Private life insurers, which have been seeing a decline in new business since last August when the new unit-linked insurance plan (Ulip) guidelines came into force, are hopeful of posting good numbers from this month.
“September onwards we are expecting a positive trend because the industry has been facing a sluggish growth since August last year and compared to those numbers, we see signs of growth going ahead,” said G N Agarwal, chief actuary, Future Generali Life Insurance Co.
According to a report from JP Morgan on August 26, capital market sluggishness and base effect may favour life insurance business in the coming months.
“Last year there was a steep decline in the business which was the immediate effect of the Ulip regulation. September 2010 witnessed some spillover volumes from August 2010 backlog and thus strong year-on-year growth from October 2011 can be expected,” the report said. Insurers said growth is usually sluggish in July and August as against the last two quarters of the year.
“The new business premium is cyclical.
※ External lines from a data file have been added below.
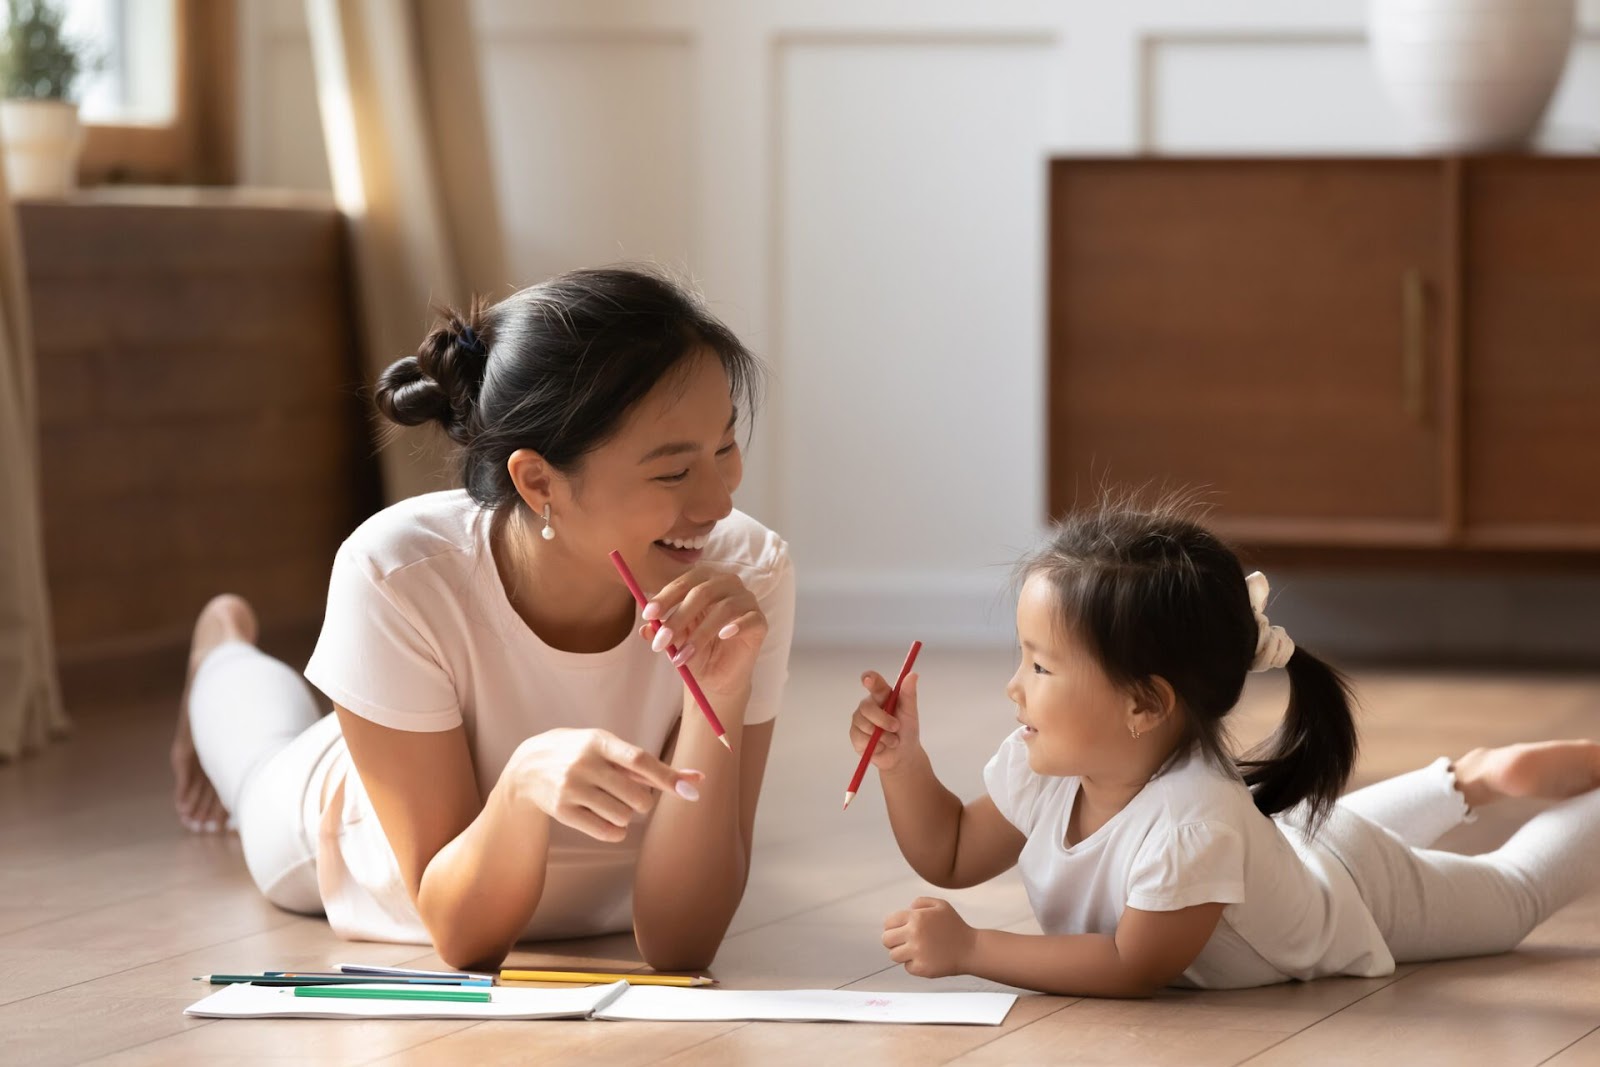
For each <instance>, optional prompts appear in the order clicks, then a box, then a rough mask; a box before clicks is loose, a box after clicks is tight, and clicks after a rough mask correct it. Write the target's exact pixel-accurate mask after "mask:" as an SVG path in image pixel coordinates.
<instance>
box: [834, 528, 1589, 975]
mask: <svg viewBox="0 0 1600 1067" xmlns="http://www.w3.org/2000/svg"><path fill="white" fill-rule="evenodd" d="M1021 573H1022V576H1024V582H1022V589H1021V597H1019V603H1018V613H1016V625H1018V635H1019V640H1021V646H1022V656H1021V664H1019V665H1018V670H1016V673H1014V675H1013V677H1011V680H1010V683H1008V685H1006V696H1008V697H1010V699H1011V701H1013V702H1014V704H1016V712H1018V721H1019V723H1021V726H1019V728H1018V729H1016V731H1014V733H1013V734H1011V736H1010V737H1006V741H1005V742H1003V744H1002V745H1000V750H998V752H997V753H995V757H994V758H992V760H990V761H989V765H987V766H986V768H984V781H986V785H987V790H989V795H987V797H984V798H981V800H974V801H971V803H966V805H963V803H962V801H960V800H958V798H957V797H955V795H954V793H950V792H949V790H947V789H944V787H942V785H941V784H939V779H938V777H934V773H933V768H931V765H930V761H928V755H926V752H925V750H923V747H922V744H920V741H918V717H917V677H915V675H912V677H910V678H907V681H906V686H904V689H902V693H901V699H899V710H898V718H891V717H888V715H885V713H883V709H882V704H883V701H885V697H886V696H888V686H886V685H885V681H883V678H882V677H878V675H877V673H867V675H864V678H862V681H864V685H866V688H867V691H869V696H867V697H866V699H862V701H861V705H859V707H858V709H856V713H854V717H853V720H851V739H853V742H854V745H856V750H858V752H861V750H862V747H864V745H866V742H867V736H869V734H870V731H872V728H874V726H883V729H885V731H886V733H885V736H883V741H882V747H880V750H878V755H877V757H875V758H874V765H875V766H877V768H878V773H880V779H882V784H883V795H885V800H886V803H888V811H890V822H891V824H893V829H894V837H896V840H898V841H899V846H901V851H902V853H904V856H906V859H907V861H909V862H910V865H912V867H914V869H915V870H917V873H918V875H922V877H923V878H926V880H928V881H931V883H934V885H938V886H944V888H958V886H970V885H976V883H981V881H986V880H989V878H994V877H995V875H998V873H1002V872H1003V870H1008V869H1010V867H1011V865H1013V864H1016V865H1019V867H1021V872H1022V881H1024V885H1026V886H1027V894H1029V901H1030V902H1032V907H1034V913H1035V917H1037V918H1038V923H1040V926H1042V928H1043V931H1045V933H1043V934H1013V933H1005V931H998V929H973V928H971V926H968V925H966V923H965V921H962V918H960V915H957V913H955V910H954V909H952V907H950V905H949V904H947V902H946V901H939V899H928V897H923V899H918V901H915V902H914V904H912V905H910V909H909V910H904V912H896V913H894V915H891V917H890V918H888V921H886V923H885V933H883V944H885V947H888V950H890V958H893V960H894V961H898V963H904V965H906V969H907V971H910V973H912V974H918V976H925V977H938V976H944V974H958V973H966V974H978V976H981V977H987V979H994V981H998V982H1006V984H1010V985H1019V987H1026V989H1037V990H1043V992H1050V993H1070V995H1099V997H1141V995H1149V993H1152V992H1155V990H1157V989H1160V987H1163V985H1168V984H1186V985H1197V987H1206V989H1229V987H1243V985H1264V984H1269V982H1283V981H1288V979H1312V977H1318V976H1323V974H1357V976H1379V974H1389V973H1390V971H1394V966H1395V961H1411V960H1432V958H1446V957H1461V955H1480V953H1491V952H1504V950H1509V949H1512V947H1514V945H1517V942H1520V941H1522V939H1523V937H1525V936H1526V934H1528V931H1531V929H1533V928H1534V926H1536V925H1539V923H1541V921H1542V920H1544V918H1546V917H1547V915H1550V913H1552V912H1554V910H1555V909H1558V907H1562V905H1563V904H1566V902H1568V901H1573V899H1574V897H1578V896H1579V894H1582V893H1587V891H1592V889H1595V888H1597V886H1600V792H1595V787H1597V785H1600V745H1595V744H1594V742H1589V741H1571V742H1550V744H1541V745H1514V747H1509V749H1494V750H1482V749H1478V750H1474V752H1469V753H1467V755H1464V757H1461V758H1459V760H1454V761H1451V760H1443V758H1442V760H1437V761H1435V763H1432V765H1430V766H1426V768H1422V769H1418V771H1411V773H1410V774H1405V776H1402V777H1397V779H1392V781H1387V782H1381V784H1378V785H1371V787H1368V789H1363V790H1360V792H1355V793H1352V795H1349V797H1342V798H1341V797H1339V792H1341V790H1342V787H1344V782H1346V777H1347V774H1349V773H1350V768H1352V765H1354V761H1355V723H1354V720H1352V717H1350V704H1349V696H1347V691H1346V685H1344V681H1342V678H1341V677H1339V675H1338V673H1336V672H1334V670H1333V669H1330V667H1328V665H1326V664H1323V662H1322V661H1320V659H1317V657H1315V656H1312V654H1310V653H1307V651H1306V649H1304V648H1296V646H1294V643H1293V641H1291V640H1290V638H1288V635H1286V633H1285V632H1283V629H1282V627H1275V625H1270V624H1269V622H1267V617H1266V614H1264V609H1266V603H1267V579H1266V577H1262V576H1261V574H1259V573H1258V574H1251V576H1250V577H1246V576H1245V574H1243V569H1242V568H1240V563H1238V560H1237V558H1235V557H1234V553H1232V552H1230V550H1229V549H1227V547H1224V545H1222V544H1221V542H1219V541H1218V539H1216V537H1214V536H1211V534H1210V533H1206V531H1205V530H1202V528H1200V526H1198V525H1195V523H1192V522H1187V520H1186V518H1182V517H1181V515H1178V514H1174V512H1171V510H1170V509H1155V510H1149V512H1142V510H1133V509H1118V507H1104V509H1101V510H1094V512H1085V514H1078V515H1075V517H1072V518H1070V520H1067V522H1066V525H1062V526H1061V528H1058V531H1056V534H1054V537H1053V541H1051V542H1050V545H1048V547H1046V549H1045V550H1042V552H1040V553H1037V555H1035V557H1032V558H1029V560H1026V561H1024V565H1022V571H1021ZM1267 669H1285V670H1286V672H1288V677H1290V702H1288V712H1286V715H1285V720H1283V725H1282V726H1280V728H1278V731H1277V734H1275V736H1274V737H1270V739H1269V742H1267V744H1266V745H1264V752H1259V753H1256V755H1253V757H1250V758H1240V760H1235V758H1232V757H1230V755H1229V752H1227V737H1226V726H1224V721H1226V717H1227V713H1229V710H1230V709H1232V707H1234V704H1235V702H1237V701H1238V696H1240V691H1242V688H1243V683H1245V675H1246V673H1248V672H1251V670H1267ZM1506 795H1538V797H1571V798H1573V800H1568V801H1566V803H1562V805H1558V806H1555V808H1550V809H1549V811H1546V813H1542V814H1539V816H1536V817H1534V819H1533V821H1530V822H1528V824H1526V825H1525V827H1522V829H1520V830H1518V832H1517V835H1515V837H1512V838H1510V841H1507V843H1506V845H1504V846H1502V848H1501V849H1498V851H1494V853H1490V854H1486V856H1458V854H1453V853H1443V851H1430V849H1429V846H1430V845H1432V843H1434V841H1435V840H1437V838H1438V837H1440V835H1443V833H1445V832H1446V830H1450V829H1451V827H1454V825H1456V824H1459V822H1462V821H1469V819H1472V811H1474V809H1475V808H1478V806H1482V805H1485V803H1490V801H1493V800H1496V798H1499V797H1506Z"/></svg>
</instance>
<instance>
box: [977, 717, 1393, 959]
mask: <svg viewBox="0 0 1600 1067" xmlns="http://www.w3.org/2000/svg"><path fill="white" fill-rule="evenodd" d="M984 784H986V785H987V787H989V795H990V797H992V798H994V801H995V806H997V808H998V809H1000V814H1003V816H1005V817H1006V819H1008V821H1010V822H1011V824H1013V825H1014V827H1016V829H1019V830H1021V832H1022V833H1026V835H1027V845H1024V846H1022V854H1021V856H1019V857H1018V870H1019V872H1021V875H1022V883H1024V885H1026V888H1027V897H1029V902H1030V904H1032V905H1034V915H1035V918H1037V920H1038V925H1040V928H1042V929H1043V931H1045V933H1046V934H1110V933H1115V931H1117V923H1118V921H1120V918H1122V912H1123V909H1125V907H1134V909H1139V910H1141V912H1176V910H1179V909H1186V907H1192V905H1195V904H1226V905H1227V907H1224V909H1222V920H1221V921H1219V923H1218V928H1216V933H1214V934H1213V936H1211V941H1208V942H1206V945H1205V949H1203V950H1202V952H1200V955H1198V957H1197V958H1195V961H1194V963H1192V965H1190V966H1189V969H1187V971H1184V974H1182V982H1181V984H1187V985H1197V987H1202V989H1238V987H1248V985H1269V984H1272V982H1283V981H1288V979H1312V977H1322V976H1325V974H1355V976H1362V977H1376V976H1381V974H1390V973H1392V971H1394V968H1395V961H1394V957H1392V955H1390V953H1389V947H1387V945H1386V944H1384V939H1382V934H1381V933H1379V931H1378V925H1376V923H1374V921H1373V917H1371V912H1368V909H1366V904H1365V902H1363V901H1362V896H1360V893H1358V891H1357V888H1355V881H1354V880H1352V878H1350V873H1349V870H1346V869H1344V864H1341V862H1339V861H1338V859H1336V857H1334V856H1333V853H1330V851H1328V849H1325V848H1323V846H1320V845H1318V843H1317V841H1315V838H1307V837H1306V833H1304V832H1301V829H1299V827H1298V825H1294V824H1291V822H1288V821H1278V819H1269V817H1267V816H1264V814H1261V811H1259V809H1258V808H1256V805H1254V800H1253V798H1251V795H1250V790H1248V789H1246V787H1245V784H1243V782H1242V781H1238V779H1237V777H1234V776H1230V774H1227V773H1226V771H1222V769H1219V768H1218V766H1214V765H1213V763H1211V761H1210V760H1206V758H1205V757H1202V755H1200V753H1197V752H1190V753H1186V755H1181V757H1178V758H1176V760H1174V761H1173V763H1171V765H1168V768H1166V769H1163V771H1162V773H1160V774H1157V776H1155V777H1152V779H1150V781H1149V784H1146V787H1144V789H1142V790H1139V793H1138V795H1136V797H1134V798H1133V800H1131V801H1128V806H1126V808H1123V809H1122V811H1118V813H1117V814H1115V816H1112V817H1110V821H1107V822H1106V825H1102V827H1099V829H1098V830H1096V832H1094V833H1090V835H1088V837H1086V838H1083V840H1082V841H1078V843H1077V845H1067V843H1066V841H1067V819H1069V817H1070V814H1072V805H1074V801H1075V800H1077V793H1078V779H1077V777H1048V776H1043V774H1035V773H1034V769H1032V768H1030V766H1029V765H1027V742H1026V741H1022V731H1021V729H1018V731H1016V733H1013V734H1011V736H1010V737H1006V739H1005V742H1003V744H1002V745H1000V750H998V752H997V753H995V755H994V758H992V760H989V765H987V766H986V768H984Z"/></svg>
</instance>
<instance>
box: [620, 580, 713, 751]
mask: <svg viewBox="0 0 1600 1067" xmlns="http://www.w3.org/2000/svg"><path fill="white" fill-rule="evenodd" d="M611 565H613V566H616V573H618V574H621V576H622V581H624V582H627V592H630V593H634V600H635V603H638V606H640V609H643V606H645V605H646V603H650V598H648V597H646V595H645V590H643V589H640V587H638V581H635V579H634V571H630V569H627V561H624V560H622V553H621V552H613V553H611ZM659 629H661V622H659V621H658V619H651V622H650V632H651V635H654V633H656V630H659ZM677 654H678V649H677V646H675V645H667V656H674V657H675V656H677ZM678 675H680V677H682V678H683V685H686V686H688V689H690V694H691V696H693V697H694V702H696V704H699V705H701V712H704V713H706V721H707V723H710V728H712V729H714V731H715V733H717V741H720V742H722V745H723V747H725V749H726V750H728V752H733V742H731V741H728V731H726V729H723V728H722V720H720V718H717V712H714V710H710V701H707V699H706V691H704V689H701V688H699V681H696V680H694V675H691V673H690V669H688V664H685V665H683V667H678Z"/></svg>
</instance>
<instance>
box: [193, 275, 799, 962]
mask: <svg viewBox="0 0 1600 1067" xmlns="http://www.w3.org/2000/svg"><path fill="white" fill-rule="evenodd" d="M757 373H758V366H757V363H755V362H754V358H752V357H750V354H749V352H747V350H746V349H744V346H742V344H739V341H738V339H736V338H734V336H733V334H731V333H730V331H728V330H726V328H725V326H723V325H722V323H720V322H717V320H715V318H714V317H710V315H709V314H707V312H706V310H704V307H702V306H701V304H699V302H698V301H696V299H694V298H693V296H691V294H688V293H685V291H682V290H680V288H678V286H675V285H674V283H670V282H669V280H664V278H661V277H656V275H653V274H645V272H638V270H579V272H573V274H566V275H560V277H557V278H552V280H549V282H544V283H542V285H536V286H533V288H528V290H523V291H520V293H515V294H512V296H509V298H506V299H504V301H501V302H499V304H496V306H493V307H488V309H482V307H478V306H474V307H472V309H470V310H469V312H466V314H458V312H450V314H448V315H445V318H443V320H442V322H440V323H438V325H437V326H435V328H434V330H432V333H429V336H427V338H426V339H424V341H422V346H421V349H419V350H418V354H416V355H414V357H406V358H403V360H400V362H397V363H395V365H394V366H390V368H389V370H387V371H386V373H384V376H382V379H381V381H379V384H378V390H376V400H378V408H379V411H381V413H382V414H384V416H387V418H389V419H392V421H394V422H402V424H406V426H418V424H424V422H435V424H438V426H440V427H442V429H443V430H445V432H446V434H448V435H450V437H451V438H453V440H454V442H456V443H458V445H461V464H462V466H461V474H462V483H464V486H466V488H464V490H458V491H450V493H430V494H426V496H419V498H414V499H410V501H403V502H400V504H395V506H394V507H389V509H386V510H384V512H381V514H378V515H374V517H373V518H371V520H368V522H366V523H365V525H362V528H360V530H357V531H355V533H354V534H352V536H350V537H349V541H346V542H344V545H342V547H341V550H339V553H338V557H336V558H334V560H333V577H331V582H330V590H328V611H326V617H325V621H323V629H322V638H320V640H318V643H317V649H315V653H314V654H312V659H310V664H309V665H307V667H306V675H307V677H309V678H310V681H312V683H314V685H315V686H317V688H318V689H322V693H323V694H326V697H328V701H331V702H333V705H334V712H336V713H334V715H330V717H325V718H318V715H320V712H322V709H320V707H318V704H317V701H314V699H312V696H310V693H309V691H307V689H306V686H304V685H302V683H301V680H299V677H298V675H296V672H294V670H291V669H290V667H286V665H285V664H282V662H277V661H274V659H269V657H267V656H264V654H262V653H261V651H259V649H256V648H254V645H253V640H254V619H253V616H251V614H250V609H248V605H245V603H243V601H240V600H238V598H237V597H232V598H230V597H224V598H218V600H214V601H213V603H211V605H210V606H208V608H206V609H205V611H203V613H202V616H200V622H198V624H197V627H195V643H194V653H192V656H190V670H192V677H190V686H189V693H187V699H186V707H184V709H182V717H181V729H179V747H178V752H176V753H174V766H178V768H179V789H181V792H179V805H181V811H182V813H184V814H186V817H187V819H189V821H190V822H194V821H195V819H205V821H208V822H221V819H222V816H224V811H226V813H229V814H232V817H234V819H235V821H237V824H238V832H240V838H242V843H243V853H245V861H246V864H248V867H250V873H251V875H253V877H254V881H256V885H258V886H259V888H261V891H262V893H264V894H266V896H267V899H269V901H272V902H274V904H278V905H280V907H285V909H290V910H294V912H312V913H317V912H326V915H328V921H330V923H331V925H333V929H334V933H338V934H341V936H344V937H358V939H373V941H403V942H422V944H429V942H432V945H434V947H435V950H437V952H438V955H440V957H443V958H445V960H446V961H448V963H451V965H456V966H491V965H494V963H498V961H499V960H501V958H504V955H506V953H507V950H509V949H510V945H512V944H514V942H515V941H518V939H523V937H530V939H549V937H578V936H587V934H597V933H608V931H618V929H629V928H632V931H634V934H635V937H637V941H638V947H640V953H642V955H643V958H645V960H646V961H648V963H651V965H654V966H658V968H664V969H678V968H701V966H706V965H707V963H709V961H710V958H712V957H714V955H715V952H717V947H718V944H720V942H722V936H723V931H725V929H726V926H728V921H730V920H731V917H733V912H734V909H736V907H738V904H739V897H741V896H742V893H744V883H746V875H747V872H749V862H750V838H752V832H754V824H755V805H757V798H758V797H760V792H762V781H763V773H765V768H766V753H768V745H770V742H771V733H773V717H774V715H776V713H778V705H779V699H781V694H782V686H784V680H786V675H787V657H789V635H790V630H792V616H794V573H792V568H790V565H789V552H787V549H786V545H784V542H782V541H781V539H779V537H778V536H776V534H773V533H771V531H770V530H766V528H765V526H762V525H760V523H757V522H755V520H752V518H749V517H746V515H741V514H739V512H736V510H733V502H731V493H733V490H734V488H736V486H738V485H739V478H741V472H742V469H741V458H739V445H738V438H736V427H738V424H739V418H741V416H742V414H747V413H749V408H750V403H752V400H754V395H755V384H757ZM613 549H618V550H621V553H622V557H624V558H626V560H627V563H629V566H630V568H632V571H634V573H635V576H637V577H638V581H640V584H642V585H643V587H645V590H646V592H650V593H651V597H653V598H651V601H650V605H648V606H646V608H645V611H643V616H645V619H661V621H662V622H664V624H666V625H664V629H662V630H661V633H659V635H658V637H656V638H654V641H650V640H640V638H648V637H650V633H648V630H646V629H638V627H640V619H638V609H637V608H635V605H634V600H632V597H630V595H629V590H627V587H626V585H624V584H622V581H621V577H619V576H618V573H616V569H613V565H611V561H610V558H608V553H610V552H611V550H613ZM635 629H637V633H638V637H632V635H634V633H635ZM630 638H632V640H630ZM669 643H674V645H677V648H678V654H677V659H675V661H672V662H669V661H667V656H666V654H662V651H661V649H664V648H666V646H667V645H669ZM685 662H686V664H688V665H690V669H691V670H693V672H694V675H696V678H698V680H699V683H701V686H702V688H704V691H706V694H707V696H709V699H710V702H712V707H714V709H715V710H717V713H718V717H720V718H722V723H723V726H725V728H726V731H728V739H730V741H731V747H733V753H731V755H730V752H728V749H725V747H723V745H722V744H718V741H717V737H715V734H714V733H712V729H710V726H709V725H707V723H706V718H704V717H702V715H701V712H699V707H698V705H696V702H694V701H693V699H691V697H690V696H688V694H686V693H685V686H683V683H682V680H680V678H678V675H677V672H675V670H674V667H675V665H677V664H685ZM190 734H192V745H187V747H186V742H189V737H190ZM192 760H197V761H198V768H200V769H203V776H200V774H198V773H195V768H194V765H192ZM186 771H187V774H189V777H187V782H186V781H184V773H186ZM213 787H214V793H216V797H218V801H216V803H218V805H219V806H221V808H222V811H218V809H216V808H208V805H210V803H211V801H210V800H208V793H210V792H211V790H213Z"/></svg>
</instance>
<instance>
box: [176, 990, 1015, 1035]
mask: <svg viewBox="0 0 1600 1067" xmlns="http://www.w3.org/2000/svg"><path fill="white" fill-rule="evenodd" d="M362 989H402V990H406V989H418V987H416V985H363V987H362ZM490 993H491V995H493V1000H491V1001H490V1003H486V1005H483V1003H459V1001H448V1000H370V998H358V1000H355V998H352V1000H342V998H336V997H326V998H323V997H296V995H294V989H293V987H285V985H248V984H238V985H224V987H222V989H221V990H218V992H214V993H211V995H210V997H206V998H205V1000H202V1001H197V1003H194V1005H189V1008H186V1009H184V1014H187V1016H203V1017H208V1019H637V1021H650V1022H738V1021H752V1022H760V1021H771V1022H938V1024H965V1025H990V1027H994V1025H1000V1024H1002V1022H1005V1017H1006V1013H1010V1011H1011V1005H1014V1003H1016V993H870V992H853V990H840V989H774V990H736V989H675V987H664V985H629V984H627V982H614V984H611V985H574V987H571V989H517V987H496V989H493V990H490Z"/></svg>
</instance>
Usually July and August are sluggish, whereas quarters at the end of the year are comparatively larger because most of the companies run incentive plans by then,” says Anisha Motwani, director and chief marketing officer, Max New York Life Insurance Co (MNYL).
Private insurers feel Ulip norms are the main reason for declining annual premium equivalent (APE), or new business premium, of private life insurers to 38% on a year-on-year basis in July.
“Because of the adjustment period and the top markets fluctuating, the insurance market may see an upward trend going forward,” said Motwani of MNYL.
On a month-on-month basis, the new business premium of private life insurers grew 10% in July while the state-owned player, LIC, witnessed 77% growth.
However, the first-year premium collection declined 28.36% in April-June 2011 compared with the corresponding previous period.
Insurers said lower agent commissions on Ulips are a major concern for decline in the new business premium. The industry has been focusing on traditional products to boost sales.
“Industry’s almost 60%-70% business used to come via Ulips. With Ulips contributing so much to our business, it is obvious for the industry to face de-growth,” said Agarwal of Future Generali.
According to a JM Financial
report on life insurance sector dated August 26, all major private life insurers showed a significant decline in new business premium except MNYL, which saw a marginal year-on-year decline of 5%. The report said ICICI Prudential and Reliance Life Insurance were the main losers in market share on APE basis, marking a decline of 6.6% and 4.9%, respectively.
Regulation on pension products:
“The other reason for the fall in new business premium is decline in the pension products after 2010,” said Motwani.
Pension products had lost their sheen post September 2010 due to the regulation, which mandated offering minimum guaranteed returns of 4.5% on all pension and annuity products.
The Insurance Regulatory Development Authority has come up with a draft on pension products earlier this month removing the guaranteed return. Insurers are showing mixed reaction on this.
Insurance agent dropouts rising:
The increasing dropouts of private insurance agents is also a major concern for the industry. A national-level survey has revealed that dropouts are set to rise 25% in the current financial year. Fixed deposit Interest Rates
“Along with the reduced commissions on Ulips, the increase in the dropout rate of insurance agents may be a reason for the business decline. There may be less number of agents, most may be part-time, but unlike before, there is quality in their services because the regulator wanted more productive and serious agents rather than non-serious ones who hampered the industry’s growth,” said SB Mathur, secretary-general at Life Insurance Council, said.